Regarding this path, first of all let us set our hearts at rest on one particular point: there will be blessings of homosexual couples in church, they will be allowed and even regulated. What the Flemish bishops have done will become the norm for everyone (which is why it is easy to think that the initiative did not come from them). Hollerich says this as a 'pastor': “A few weeks ago I met a girl in her twenties who told me ‘I want to leave the Church because it does not accept homosexual couples’; I asked her ‘Do you feel discriminated against because you are homosexual?’ and she replied, ‘No, no! I am not a lesbian, but my closest friend is. I know her suffering, and I do not intend to be part of those who judge her'. This - the cardinal concludes - has made me think a lot”.

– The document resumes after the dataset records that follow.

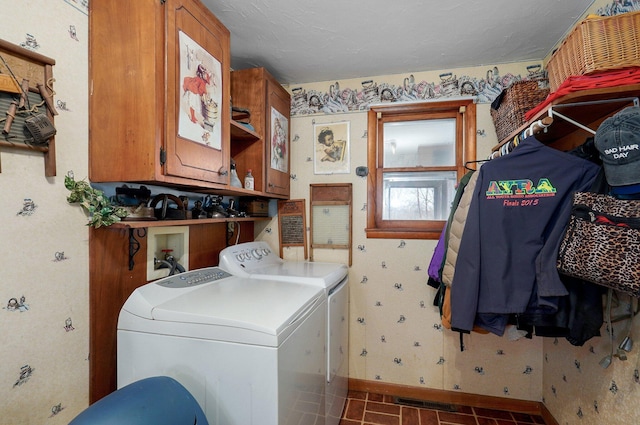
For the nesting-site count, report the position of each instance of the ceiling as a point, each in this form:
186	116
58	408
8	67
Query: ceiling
302	41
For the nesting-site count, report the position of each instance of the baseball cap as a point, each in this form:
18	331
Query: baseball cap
618	142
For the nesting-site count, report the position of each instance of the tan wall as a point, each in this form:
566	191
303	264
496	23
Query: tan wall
575	388
44	256
55	290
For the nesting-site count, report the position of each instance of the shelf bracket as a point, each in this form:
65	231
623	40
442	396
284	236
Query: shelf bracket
554	113
134	245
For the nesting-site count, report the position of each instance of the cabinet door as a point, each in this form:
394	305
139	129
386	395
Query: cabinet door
197	121
277	139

He then goes on to say that homosexual persons have not chosen their sexual orientation, that they are not 'bad apples', that when God saw creation He said it was good, therefore: “I do not think there is room for a sacramental marriage between persons of the same sex, because same-sex unions lack the procreative character of marriage, but this does not mean that their affective relationship has no value”. To bless a same-sex couple is a good thing, because God does not curse anyone.

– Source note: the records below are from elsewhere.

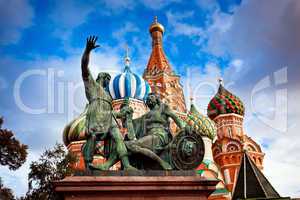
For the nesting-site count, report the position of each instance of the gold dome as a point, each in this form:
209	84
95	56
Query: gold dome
155	26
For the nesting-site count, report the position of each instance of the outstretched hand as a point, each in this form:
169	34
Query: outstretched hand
91	43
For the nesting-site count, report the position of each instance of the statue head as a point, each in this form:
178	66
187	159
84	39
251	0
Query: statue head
103	79
152	100
188	148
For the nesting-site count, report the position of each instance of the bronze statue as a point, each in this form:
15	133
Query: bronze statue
101	123
148	143
153	131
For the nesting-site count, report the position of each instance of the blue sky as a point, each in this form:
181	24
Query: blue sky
253	45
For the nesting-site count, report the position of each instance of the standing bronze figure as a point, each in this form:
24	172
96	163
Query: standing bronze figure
101	121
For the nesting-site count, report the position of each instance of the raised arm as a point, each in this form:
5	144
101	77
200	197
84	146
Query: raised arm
90	45
89	82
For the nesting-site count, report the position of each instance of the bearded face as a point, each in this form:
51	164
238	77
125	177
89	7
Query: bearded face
151	101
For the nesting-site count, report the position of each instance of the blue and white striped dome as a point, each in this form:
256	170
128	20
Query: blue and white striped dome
129	85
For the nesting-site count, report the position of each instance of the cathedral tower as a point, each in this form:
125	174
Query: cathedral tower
227	111
162	79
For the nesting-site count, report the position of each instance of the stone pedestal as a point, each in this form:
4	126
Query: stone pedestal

A Church-that-doesn't-discriminate is Cardinal Hollerich's proposal for the Church's mission in today's world. A Church that proclaims the Gospel in a radical way: "We are called to proclaim good news, not a set of rules and prohibitions". A Church that wants to proclaim the Gospel “primarily through its commitment in the world to the protection of creation, to justice, to peace”. In today's world, he says, it is not what we say but what we witness that is received. According to him, the encyclical Laudato sì' is understood and appreciated even by non-believers because it is the proclamation of a 'new humanism', which is not a political proposal but is Gospel.
Hollerich's is the proposal of the Church today: “Start from reality, that reality that sees us all as creatures and children of the same Father”. Reality, however, is not what it should be, and starting from reality can also mean starting from something corrupt and deviant. If by reality we mean the existent, starting from the existent is insufficient, brotherhood is founded on the truth and not merely in being, a discriminating look, an evaluative light is needed beforehand. Therefore, the starting point is not from the existent, but from the eternal, which then gives light to the existent because it stops us falling into its traps.
Hollerich's Church has now completely metabolised secularisation, which is seen as positive and irreversible. This means accepting mere existence as normal, denying the possibility of a fallen situation. The blessing of homosexual couples means the blessing of the existent simply because they exist. As if sin, both original and the present, no longer exists. It also entails two important novelties in today's Church: the first is that one can and must collaborate with everyone; the second is that one must bend absolute moral principles so as not to be divisive. Not collaborating with everyone and being divisive would in fact mean being discriminating, and today's Church thinks it can no longer be so.
The existent shows the 'anthropological changes' on which Hollerich insists with great concern, emphasising that they are no longer only cultural but now are physical and genetic.
But with the criterion of non-discrimination of the existent, how is it possible - one wonders - to counter such a revolutionary, imposing, and very rapidly changing existent? How can we not see in the anthropological changes of the new Adam, the extreme outcomes of that secularisation that the Church of today accepts and welcomes as positive, so as not to discriminate against secularised mankind? That is, the mankind which no longer exists?